Tuesday, August 14, 2007
The Leader
This has gotten me wondering why, if Hitler is known by Germans with a phrase that literally translates as "the Leader," we English-speakers know him as "the Fuhrer"?
To me this is the linguistic equivalent of those scenes in WWII movies, where Germans are speaking to one another in English with a German accent.
If we English speakers referred to Hitler as "the Leader," we'd be using the true English equivalent, conveying something of the sense of the phrase Germans get from "der Fuhrer." Moreover, we'd convey more meaning by capturing the creepiness, the sense of giving oneself (and one's language) over to a totalitarian dictator that is inescapably part of the designation "der Fuhrer" (his official title, if I'm not mistaken).

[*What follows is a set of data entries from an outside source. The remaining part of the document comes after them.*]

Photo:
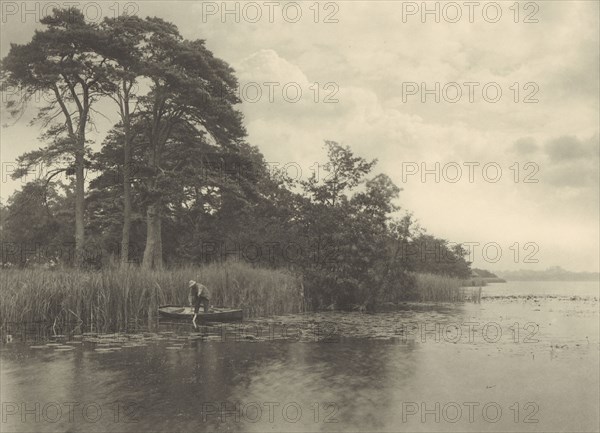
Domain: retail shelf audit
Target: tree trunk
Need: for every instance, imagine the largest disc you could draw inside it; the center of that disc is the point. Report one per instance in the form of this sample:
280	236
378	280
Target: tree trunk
153	251
126	209
79	209
126	118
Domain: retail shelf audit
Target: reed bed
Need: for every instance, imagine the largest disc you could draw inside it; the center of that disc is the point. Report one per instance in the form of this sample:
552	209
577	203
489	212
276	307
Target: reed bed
115	297
439	288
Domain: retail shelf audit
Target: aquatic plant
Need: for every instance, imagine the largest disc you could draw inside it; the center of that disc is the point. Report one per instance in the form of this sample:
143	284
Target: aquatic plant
115	297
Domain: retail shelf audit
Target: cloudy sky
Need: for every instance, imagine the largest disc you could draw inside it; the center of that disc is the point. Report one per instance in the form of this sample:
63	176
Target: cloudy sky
516	170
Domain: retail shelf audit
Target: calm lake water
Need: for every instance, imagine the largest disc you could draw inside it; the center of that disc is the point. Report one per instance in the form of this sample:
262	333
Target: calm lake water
525	359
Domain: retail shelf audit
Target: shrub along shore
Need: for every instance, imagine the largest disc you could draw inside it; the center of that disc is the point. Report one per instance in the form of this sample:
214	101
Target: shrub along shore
115	297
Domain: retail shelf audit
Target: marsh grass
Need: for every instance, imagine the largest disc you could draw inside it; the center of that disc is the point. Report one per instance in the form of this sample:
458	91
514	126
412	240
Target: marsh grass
115	297
439	288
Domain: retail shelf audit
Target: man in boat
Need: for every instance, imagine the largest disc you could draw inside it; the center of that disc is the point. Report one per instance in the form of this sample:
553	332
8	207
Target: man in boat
199	295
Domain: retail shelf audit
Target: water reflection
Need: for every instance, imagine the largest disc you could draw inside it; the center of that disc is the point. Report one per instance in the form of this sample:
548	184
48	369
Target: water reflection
366	374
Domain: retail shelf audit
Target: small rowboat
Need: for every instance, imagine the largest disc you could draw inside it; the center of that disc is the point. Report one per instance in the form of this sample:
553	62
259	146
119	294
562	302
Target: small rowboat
216	314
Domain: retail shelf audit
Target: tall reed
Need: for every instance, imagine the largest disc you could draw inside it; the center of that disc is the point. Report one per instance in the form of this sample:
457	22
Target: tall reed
114	297
438	288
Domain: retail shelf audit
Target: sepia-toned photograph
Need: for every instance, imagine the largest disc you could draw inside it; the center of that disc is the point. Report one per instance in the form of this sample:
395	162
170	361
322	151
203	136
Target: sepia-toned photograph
300	216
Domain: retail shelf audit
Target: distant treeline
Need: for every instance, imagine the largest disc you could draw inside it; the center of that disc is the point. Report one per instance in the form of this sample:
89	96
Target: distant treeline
175	181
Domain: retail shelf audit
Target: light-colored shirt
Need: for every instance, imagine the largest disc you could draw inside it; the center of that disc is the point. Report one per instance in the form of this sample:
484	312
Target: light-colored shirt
198	291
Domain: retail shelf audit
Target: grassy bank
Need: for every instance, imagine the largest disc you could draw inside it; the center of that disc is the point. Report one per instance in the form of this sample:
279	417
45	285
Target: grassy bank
438	288
114	298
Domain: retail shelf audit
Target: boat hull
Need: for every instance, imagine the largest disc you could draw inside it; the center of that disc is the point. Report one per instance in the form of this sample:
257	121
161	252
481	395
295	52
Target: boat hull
215	315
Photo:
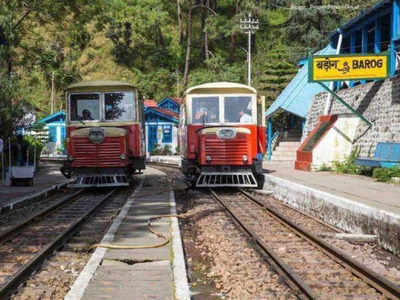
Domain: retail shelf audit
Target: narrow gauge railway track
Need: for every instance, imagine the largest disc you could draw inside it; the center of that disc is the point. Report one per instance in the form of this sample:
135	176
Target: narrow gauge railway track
161	164
25	246
311	267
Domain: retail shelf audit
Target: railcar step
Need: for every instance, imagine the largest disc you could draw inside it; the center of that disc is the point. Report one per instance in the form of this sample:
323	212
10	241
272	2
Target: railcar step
99	181
236	179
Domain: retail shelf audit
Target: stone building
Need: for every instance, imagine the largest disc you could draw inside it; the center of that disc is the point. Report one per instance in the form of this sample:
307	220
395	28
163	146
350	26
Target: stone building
374	30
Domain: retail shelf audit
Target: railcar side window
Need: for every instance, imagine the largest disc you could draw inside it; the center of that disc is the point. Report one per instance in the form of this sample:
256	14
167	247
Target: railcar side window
85	107
205	110
119	106
238	109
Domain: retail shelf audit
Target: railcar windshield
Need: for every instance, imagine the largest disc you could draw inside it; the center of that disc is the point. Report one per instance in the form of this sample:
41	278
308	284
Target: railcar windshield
205	110
85	107
238	109
119	106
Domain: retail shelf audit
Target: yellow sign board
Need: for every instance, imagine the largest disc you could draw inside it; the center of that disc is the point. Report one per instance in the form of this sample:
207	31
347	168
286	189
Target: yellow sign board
348	67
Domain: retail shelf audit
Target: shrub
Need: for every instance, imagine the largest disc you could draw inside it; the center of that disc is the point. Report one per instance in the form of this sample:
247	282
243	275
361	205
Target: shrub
386	174
349	167
325	168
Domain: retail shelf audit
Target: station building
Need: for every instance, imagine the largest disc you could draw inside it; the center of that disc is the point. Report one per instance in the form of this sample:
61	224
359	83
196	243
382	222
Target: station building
374	30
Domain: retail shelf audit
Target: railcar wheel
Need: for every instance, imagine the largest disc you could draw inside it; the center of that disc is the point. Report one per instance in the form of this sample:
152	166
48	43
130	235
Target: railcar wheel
260	181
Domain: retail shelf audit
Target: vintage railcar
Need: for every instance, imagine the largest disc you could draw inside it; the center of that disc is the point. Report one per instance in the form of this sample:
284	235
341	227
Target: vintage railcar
105	134
222	135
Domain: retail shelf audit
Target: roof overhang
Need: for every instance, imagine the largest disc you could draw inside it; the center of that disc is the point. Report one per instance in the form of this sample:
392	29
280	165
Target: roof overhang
378	8
221	87
99	85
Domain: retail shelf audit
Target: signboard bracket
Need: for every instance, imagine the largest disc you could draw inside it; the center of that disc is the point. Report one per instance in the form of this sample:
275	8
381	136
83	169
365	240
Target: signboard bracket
345	103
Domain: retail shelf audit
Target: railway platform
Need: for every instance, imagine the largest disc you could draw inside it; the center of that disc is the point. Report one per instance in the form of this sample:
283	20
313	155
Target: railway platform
46	179
356	204
155	272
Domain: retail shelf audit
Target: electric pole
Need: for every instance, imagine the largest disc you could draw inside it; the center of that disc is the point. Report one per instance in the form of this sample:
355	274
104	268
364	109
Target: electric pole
249	26
52	94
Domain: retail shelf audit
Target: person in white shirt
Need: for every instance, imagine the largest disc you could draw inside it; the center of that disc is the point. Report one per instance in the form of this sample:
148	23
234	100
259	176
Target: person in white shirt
245	118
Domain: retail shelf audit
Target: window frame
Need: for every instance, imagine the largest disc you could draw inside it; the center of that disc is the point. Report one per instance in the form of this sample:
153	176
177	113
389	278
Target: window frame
84	93
102	107
134	107
221	103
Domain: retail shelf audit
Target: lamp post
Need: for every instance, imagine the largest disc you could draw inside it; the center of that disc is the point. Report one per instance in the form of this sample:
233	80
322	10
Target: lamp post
249	25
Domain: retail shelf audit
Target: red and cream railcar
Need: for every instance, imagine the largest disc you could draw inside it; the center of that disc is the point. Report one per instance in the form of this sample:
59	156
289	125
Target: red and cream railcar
222	135
105	137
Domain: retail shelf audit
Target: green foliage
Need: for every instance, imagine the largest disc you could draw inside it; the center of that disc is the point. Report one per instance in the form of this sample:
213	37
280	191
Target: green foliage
11	112
325	168
139	41
158	150
34	143
386	174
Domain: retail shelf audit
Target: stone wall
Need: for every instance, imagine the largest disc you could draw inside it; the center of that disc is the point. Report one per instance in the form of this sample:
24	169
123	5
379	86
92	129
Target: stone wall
379	102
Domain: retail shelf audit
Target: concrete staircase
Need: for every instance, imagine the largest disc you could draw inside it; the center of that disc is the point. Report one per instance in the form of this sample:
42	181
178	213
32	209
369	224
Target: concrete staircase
286	151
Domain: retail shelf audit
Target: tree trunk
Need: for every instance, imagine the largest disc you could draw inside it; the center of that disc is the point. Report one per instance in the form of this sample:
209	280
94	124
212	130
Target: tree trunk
180	28
189	44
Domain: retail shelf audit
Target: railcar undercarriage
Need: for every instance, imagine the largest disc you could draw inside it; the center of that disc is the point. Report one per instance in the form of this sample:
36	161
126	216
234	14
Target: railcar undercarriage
99	177
223	176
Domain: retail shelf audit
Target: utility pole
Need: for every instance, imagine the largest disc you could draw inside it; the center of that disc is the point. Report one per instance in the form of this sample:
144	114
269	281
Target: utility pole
52	94
249	26
177	83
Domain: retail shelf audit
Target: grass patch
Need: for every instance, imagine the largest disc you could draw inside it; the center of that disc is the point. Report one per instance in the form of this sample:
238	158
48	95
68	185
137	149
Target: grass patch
386	174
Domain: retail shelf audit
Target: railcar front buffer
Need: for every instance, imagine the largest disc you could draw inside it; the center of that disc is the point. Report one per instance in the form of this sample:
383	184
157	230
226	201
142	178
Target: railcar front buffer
98	180
234	179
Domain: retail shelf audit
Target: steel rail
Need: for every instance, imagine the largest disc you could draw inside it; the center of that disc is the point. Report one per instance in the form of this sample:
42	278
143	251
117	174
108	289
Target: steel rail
290	276
5	235
163	164
12	284
381	284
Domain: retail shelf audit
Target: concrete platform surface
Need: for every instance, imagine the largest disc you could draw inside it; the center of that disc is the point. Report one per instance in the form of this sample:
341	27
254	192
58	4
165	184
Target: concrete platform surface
358	188
138	273
47	176
356	204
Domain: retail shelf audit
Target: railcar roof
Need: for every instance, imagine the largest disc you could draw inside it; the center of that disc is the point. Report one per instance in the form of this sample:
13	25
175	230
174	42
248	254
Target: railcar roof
221	86
100	83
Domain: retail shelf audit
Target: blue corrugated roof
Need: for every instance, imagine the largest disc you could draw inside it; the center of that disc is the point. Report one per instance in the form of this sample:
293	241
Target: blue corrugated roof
53	118
298	95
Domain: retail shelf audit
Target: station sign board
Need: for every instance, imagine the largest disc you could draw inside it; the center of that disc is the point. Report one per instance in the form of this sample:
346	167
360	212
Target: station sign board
348	67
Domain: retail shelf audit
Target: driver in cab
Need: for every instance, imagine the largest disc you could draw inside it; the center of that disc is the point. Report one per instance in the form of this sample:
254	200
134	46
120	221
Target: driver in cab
204	116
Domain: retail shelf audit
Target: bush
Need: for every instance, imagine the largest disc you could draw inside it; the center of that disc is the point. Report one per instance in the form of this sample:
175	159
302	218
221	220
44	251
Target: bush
33	143
325	168
386	174
349	167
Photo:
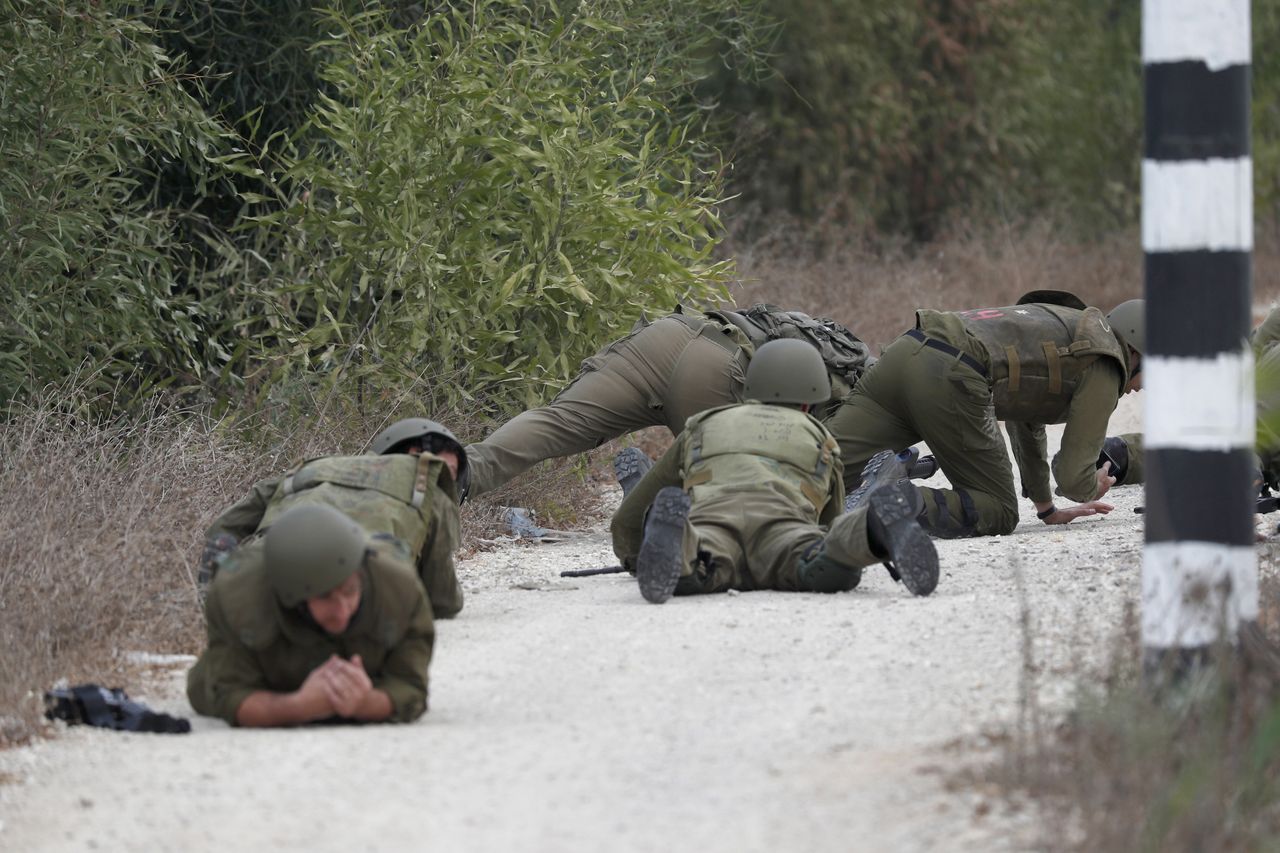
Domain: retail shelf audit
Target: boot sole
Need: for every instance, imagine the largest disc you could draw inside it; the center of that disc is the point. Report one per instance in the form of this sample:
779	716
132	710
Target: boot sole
910	548
629	466
658	566
882	469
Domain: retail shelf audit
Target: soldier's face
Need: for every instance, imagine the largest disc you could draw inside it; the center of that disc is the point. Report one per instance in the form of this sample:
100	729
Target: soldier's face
333	611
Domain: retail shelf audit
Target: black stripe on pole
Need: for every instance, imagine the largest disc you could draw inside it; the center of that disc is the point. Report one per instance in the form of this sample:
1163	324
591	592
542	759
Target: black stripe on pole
1194	113
1196	302
1220	509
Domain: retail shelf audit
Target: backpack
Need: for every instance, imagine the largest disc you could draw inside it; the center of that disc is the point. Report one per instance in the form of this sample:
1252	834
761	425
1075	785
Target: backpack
844	354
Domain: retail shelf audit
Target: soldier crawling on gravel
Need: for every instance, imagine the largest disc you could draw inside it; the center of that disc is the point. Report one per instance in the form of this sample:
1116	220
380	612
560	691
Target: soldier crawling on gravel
314	620
659	374
1046	360
1127	454
405	495
749	497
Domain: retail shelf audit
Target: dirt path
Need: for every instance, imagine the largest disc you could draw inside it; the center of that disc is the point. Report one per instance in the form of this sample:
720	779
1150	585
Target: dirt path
574	716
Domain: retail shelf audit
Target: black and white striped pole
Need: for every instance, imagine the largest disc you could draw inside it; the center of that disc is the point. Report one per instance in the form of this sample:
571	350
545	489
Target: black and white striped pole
1200	570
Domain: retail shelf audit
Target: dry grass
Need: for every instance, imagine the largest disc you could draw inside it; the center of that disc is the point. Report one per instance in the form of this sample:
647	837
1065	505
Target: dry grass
103	520
1189	769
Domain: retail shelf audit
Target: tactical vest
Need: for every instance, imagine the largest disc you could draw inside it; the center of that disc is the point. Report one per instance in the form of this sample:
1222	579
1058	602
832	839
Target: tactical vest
387	495
753	445
1038	352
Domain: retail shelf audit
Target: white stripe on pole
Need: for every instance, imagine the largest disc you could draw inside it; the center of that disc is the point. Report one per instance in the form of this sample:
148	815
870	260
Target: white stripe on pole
1214	31
1196	593
1197	204
1200	404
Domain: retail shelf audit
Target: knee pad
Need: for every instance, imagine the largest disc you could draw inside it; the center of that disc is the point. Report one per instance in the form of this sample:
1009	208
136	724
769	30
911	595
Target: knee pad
945	524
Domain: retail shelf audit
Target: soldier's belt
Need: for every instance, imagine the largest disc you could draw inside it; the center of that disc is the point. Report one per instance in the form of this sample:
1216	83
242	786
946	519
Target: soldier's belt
950	350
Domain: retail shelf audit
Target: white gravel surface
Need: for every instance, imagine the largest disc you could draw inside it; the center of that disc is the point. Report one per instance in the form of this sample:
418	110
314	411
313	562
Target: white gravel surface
570	715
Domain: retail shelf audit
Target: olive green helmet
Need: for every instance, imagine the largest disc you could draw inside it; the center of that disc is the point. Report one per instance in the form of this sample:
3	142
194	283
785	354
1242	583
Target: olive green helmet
1129	322
310	550
787	372
435	436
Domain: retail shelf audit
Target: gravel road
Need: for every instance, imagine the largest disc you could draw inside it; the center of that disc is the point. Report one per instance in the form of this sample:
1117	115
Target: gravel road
570	715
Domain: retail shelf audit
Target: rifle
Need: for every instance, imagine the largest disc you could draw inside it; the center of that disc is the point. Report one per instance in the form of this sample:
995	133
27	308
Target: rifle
108	708
586	573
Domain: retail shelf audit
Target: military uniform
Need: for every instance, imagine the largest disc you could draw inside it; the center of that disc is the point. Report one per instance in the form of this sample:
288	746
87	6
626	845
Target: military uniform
955	374
658	375
1266	352
766	489
406	501
256	644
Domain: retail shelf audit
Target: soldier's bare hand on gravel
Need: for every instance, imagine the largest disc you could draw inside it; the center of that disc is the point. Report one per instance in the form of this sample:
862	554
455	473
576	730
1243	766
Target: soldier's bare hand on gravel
1078	511
347	684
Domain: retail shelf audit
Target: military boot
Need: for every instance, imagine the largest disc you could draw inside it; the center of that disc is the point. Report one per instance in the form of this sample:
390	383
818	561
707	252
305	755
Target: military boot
819	573
894	532
919	468
630	465
662	557
885	468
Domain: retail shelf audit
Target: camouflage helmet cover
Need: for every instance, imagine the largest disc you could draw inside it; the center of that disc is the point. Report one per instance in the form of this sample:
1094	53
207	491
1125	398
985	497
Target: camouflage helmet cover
787	372
310	550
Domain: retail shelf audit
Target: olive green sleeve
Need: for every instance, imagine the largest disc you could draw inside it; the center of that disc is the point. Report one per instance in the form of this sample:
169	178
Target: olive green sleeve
1077	461
627	525
835	496
227	673
242	518
1031	454
435	566
403	673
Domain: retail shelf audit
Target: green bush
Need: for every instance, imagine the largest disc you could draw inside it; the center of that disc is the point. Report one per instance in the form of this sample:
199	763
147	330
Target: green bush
91	272
488	195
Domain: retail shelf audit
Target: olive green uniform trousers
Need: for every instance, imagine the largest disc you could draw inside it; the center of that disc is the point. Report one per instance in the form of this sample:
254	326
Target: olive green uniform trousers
917	393
659	374
743	538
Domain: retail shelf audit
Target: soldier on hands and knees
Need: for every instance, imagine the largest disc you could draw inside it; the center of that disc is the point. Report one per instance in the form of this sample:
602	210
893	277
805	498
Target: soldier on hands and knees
749	497
662	373
314	620
406	495
1046	360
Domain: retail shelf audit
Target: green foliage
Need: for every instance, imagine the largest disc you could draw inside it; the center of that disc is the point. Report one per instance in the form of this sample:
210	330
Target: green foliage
906	114
897	109
90	269
496	194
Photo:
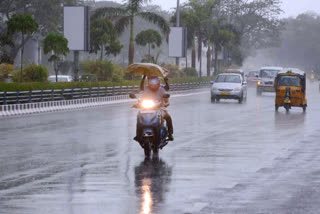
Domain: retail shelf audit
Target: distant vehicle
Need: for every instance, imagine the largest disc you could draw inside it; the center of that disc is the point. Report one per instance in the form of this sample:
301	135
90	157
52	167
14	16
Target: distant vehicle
61	78
267	76
291	90
235	71
229	86
252	78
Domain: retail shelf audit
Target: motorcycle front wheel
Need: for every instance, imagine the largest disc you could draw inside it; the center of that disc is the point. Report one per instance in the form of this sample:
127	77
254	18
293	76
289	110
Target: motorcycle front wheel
147	147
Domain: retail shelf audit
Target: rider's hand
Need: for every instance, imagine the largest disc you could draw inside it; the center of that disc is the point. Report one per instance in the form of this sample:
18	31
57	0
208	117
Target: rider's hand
136	105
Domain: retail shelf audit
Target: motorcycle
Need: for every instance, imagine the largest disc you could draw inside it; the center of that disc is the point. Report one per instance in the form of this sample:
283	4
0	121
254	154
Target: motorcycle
152	133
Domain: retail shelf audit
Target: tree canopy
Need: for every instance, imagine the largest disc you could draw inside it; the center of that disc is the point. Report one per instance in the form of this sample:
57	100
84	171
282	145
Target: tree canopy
150	38
57	45
124	17
104	38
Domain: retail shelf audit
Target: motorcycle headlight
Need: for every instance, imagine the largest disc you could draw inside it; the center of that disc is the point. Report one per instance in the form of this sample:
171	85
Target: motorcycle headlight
214	88
147	104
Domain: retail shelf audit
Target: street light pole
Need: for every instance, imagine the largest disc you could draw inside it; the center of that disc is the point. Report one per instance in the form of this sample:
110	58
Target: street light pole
178	25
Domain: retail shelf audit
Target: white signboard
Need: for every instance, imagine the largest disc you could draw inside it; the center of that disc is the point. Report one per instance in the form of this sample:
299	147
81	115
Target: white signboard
177	42
76	27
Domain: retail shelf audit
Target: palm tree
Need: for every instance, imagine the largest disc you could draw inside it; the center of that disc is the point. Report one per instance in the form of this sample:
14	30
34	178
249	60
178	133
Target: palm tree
124	17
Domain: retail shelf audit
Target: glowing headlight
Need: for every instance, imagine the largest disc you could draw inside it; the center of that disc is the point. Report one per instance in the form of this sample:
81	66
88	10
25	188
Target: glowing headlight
147	104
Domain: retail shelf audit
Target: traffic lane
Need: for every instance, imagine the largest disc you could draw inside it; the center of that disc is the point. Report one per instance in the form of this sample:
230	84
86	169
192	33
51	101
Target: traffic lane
205	157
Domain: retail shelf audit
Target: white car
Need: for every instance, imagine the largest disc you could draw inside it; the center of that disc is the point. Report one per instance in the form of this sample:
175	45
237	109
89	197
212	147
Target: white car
267	76
61	78
229	86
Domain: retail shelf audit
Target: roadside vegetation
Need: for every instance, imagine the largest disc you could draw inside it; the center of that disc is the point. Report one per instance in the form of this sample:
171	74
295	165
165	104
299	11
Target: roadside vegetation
135	31
29	86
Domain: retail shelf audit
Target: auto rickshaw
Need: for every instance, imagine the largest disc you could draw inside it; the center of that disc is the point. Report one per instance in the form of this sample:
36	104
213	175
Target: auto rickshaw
290	89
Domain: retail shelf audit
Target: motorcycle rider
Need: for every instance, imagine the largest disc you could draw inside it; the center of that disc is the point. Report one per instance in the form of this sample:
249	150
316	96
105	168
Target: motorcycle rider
166	81
156	92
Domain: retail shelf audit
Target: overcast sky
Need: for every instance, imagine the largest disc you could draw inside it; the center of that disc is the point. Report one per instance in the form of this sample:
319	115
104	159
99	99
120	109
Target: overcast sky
290	7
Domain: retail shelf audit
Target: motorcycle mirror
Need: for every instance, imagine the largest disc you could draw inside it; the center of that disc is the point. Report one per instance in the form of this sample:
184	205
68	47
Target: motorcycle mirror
167	96
132	96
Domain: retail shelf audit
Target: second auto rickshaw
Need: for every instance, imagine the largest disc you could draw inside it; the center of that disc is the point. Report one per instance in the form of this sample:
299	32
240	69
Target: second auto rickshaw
290	89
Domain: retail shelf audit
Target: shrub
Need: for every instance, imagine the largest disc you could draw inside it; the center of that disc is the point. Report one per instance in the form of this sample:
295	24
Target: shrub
117	74
5	71
103	69
174	71
87	77
190	72
32	73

By calling him "the Fuhrer," however, we subtly distance ourself from that meaning. It's much easier for English speakers to laugh or scoff at "the Fuhrer" than "the Leader." What's more, "fuhrer" suggests the pun with the English "furor," slyly conveying the national hysteria that we English-speakers contend was the reason Hitler came to power. I can understand the need, during WWII itself, to belittle Hitler in that way to get a morale boost. But that trick has less justification for historians and those of us whose humanity obligates us to understand the phenomenon of Hitler.
At bottom, using the label "the Fuhrer" rather than "the Leader" signals a view that Hitler's rise to power was an essentially German problem. No worries -- it couldn't possibly happen here!